Italian Christian art historian

Raffaele Garrucci (22 January 1812 – 5 May 1885) was a historian of Christian art.

== Biography ==

He was born in Naples to a wealthy family, entered the Society of Jesus at the age of fifteen, and was professed on 19 March 1853.

He taught in several Jesuit schools, and lectured in rhetoric, classical languages, Hebrew and archaeology.

He devoted himself to the study of the Church Fathers, also to Pagan and Christian antiquities; he and Giovanni Battista de Rossi became the principal disciples of Giuseppe Marchi. On his many journeys through Italy, France, Germany, and Spain, he collected much material for his archaeological publications.

He started to publish in 1854 and continued to write for the rest of his life.

Garrucci died in Rome in 1885.

== Works ==

In 1854 he wrote for Charles Cahier's Mélanges d'Archéologie, a study on Phrygian syncretism. Soon after he edited the notes of Jean L'Heureux on the catacombs of Rome (in manuscript since 1605); later an essay on the gilded glasses of the catacombs (1858), and another on the Jewish cemetery at the Vigna Randanini.

In 1872 he began the publication of a monumental history of early Christian antiquities, entitled Storia dell'arte cristiana. It was destined to include all works of sculpture, painting, and the minor and industrial arts, during the first eight centuries of the Christian Era. It is a general history of early Christian art, and contains five hundred finely engraved plates and explanatory text. Storia dell’arte cristiana ran to six volumes. Five of the six volumes contain, respectively, the catacomb-frescoes - and paintings from other quarters - gold glasses, mosaics, sarcophagi, and non-sepulchral sculptures. The first volume is devoted to the theoretical part of the work, i.e. to a history of Christian art properly so called. In this vast collection Garrucci re-edited to some extent materials taken from earlier works. For hitherto unedited materials he used photographs or reproductions of some other kind. His engravings are not always very accurate, and in point of finish are inferior to those obtained by more modern processes.

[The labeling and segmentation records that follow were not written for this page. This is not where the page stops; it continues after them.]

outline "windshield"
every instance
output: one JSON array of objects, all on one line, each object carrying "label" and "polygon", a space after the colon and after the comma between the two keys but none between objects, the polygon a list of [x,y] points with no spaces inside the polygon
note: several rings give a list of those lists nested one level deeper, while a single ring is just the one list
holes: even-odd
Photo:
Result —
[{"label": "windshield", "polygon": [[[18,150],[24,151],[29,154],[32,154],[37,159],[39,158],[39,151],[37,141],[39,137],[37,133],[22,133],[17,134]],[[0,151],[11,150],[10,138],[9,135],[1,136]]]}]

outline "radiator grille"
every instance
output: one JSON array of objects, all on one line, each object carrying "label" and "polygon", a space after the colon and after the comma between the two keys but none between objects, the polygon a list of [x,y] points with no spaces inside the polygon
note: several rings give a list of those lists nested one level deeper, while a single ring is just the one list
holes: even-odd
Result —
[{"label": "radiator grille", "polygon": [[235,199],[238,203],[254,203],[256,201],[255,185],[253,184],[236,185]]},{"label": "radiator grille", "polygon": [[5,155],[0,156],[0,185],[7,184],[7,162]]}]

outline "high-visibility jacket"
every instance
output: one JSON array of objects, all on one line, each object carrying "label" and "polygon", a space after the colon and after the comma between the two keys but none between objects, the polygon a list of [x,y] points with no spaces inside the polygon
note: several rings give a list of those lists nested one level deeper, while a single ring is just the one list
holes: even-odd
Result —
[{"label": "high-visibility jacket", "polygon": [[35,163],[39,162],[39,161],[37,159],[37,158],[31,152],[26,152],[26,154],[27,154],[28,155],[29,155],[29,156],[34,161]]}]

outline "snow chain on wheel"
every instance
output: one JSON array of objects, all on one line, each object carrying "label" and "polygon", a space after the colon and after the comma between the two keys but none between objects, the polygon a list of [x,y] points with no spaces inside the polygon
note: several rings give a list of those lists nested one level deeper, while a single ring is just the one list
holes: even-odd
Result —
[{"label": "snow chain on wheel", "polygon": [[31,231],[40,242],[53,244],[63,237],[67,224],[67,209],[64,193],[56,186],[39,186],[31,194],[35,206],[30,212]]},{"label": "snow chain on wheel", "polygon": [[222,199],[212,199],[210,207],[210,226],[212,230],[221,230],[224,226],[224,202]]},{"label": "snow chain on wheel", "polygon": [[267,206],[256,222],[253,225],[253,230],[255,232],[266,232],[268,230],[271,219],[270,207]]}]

The list of his publications covers 118 numbers on Sommervogel, Bibliothèque de la compagnie de Jésus (Brussels 1902), III. Among them are the aforementioned Storia dell'arte cristiana nei primi otto secoli della chiesa (6 vols. Prato 1872—81); Dissertazioni archeologiche di vario argomento (2 vols., Rome 1864-65); Le monete dell'Italia antica, Raccolta generale (Rome, 1885).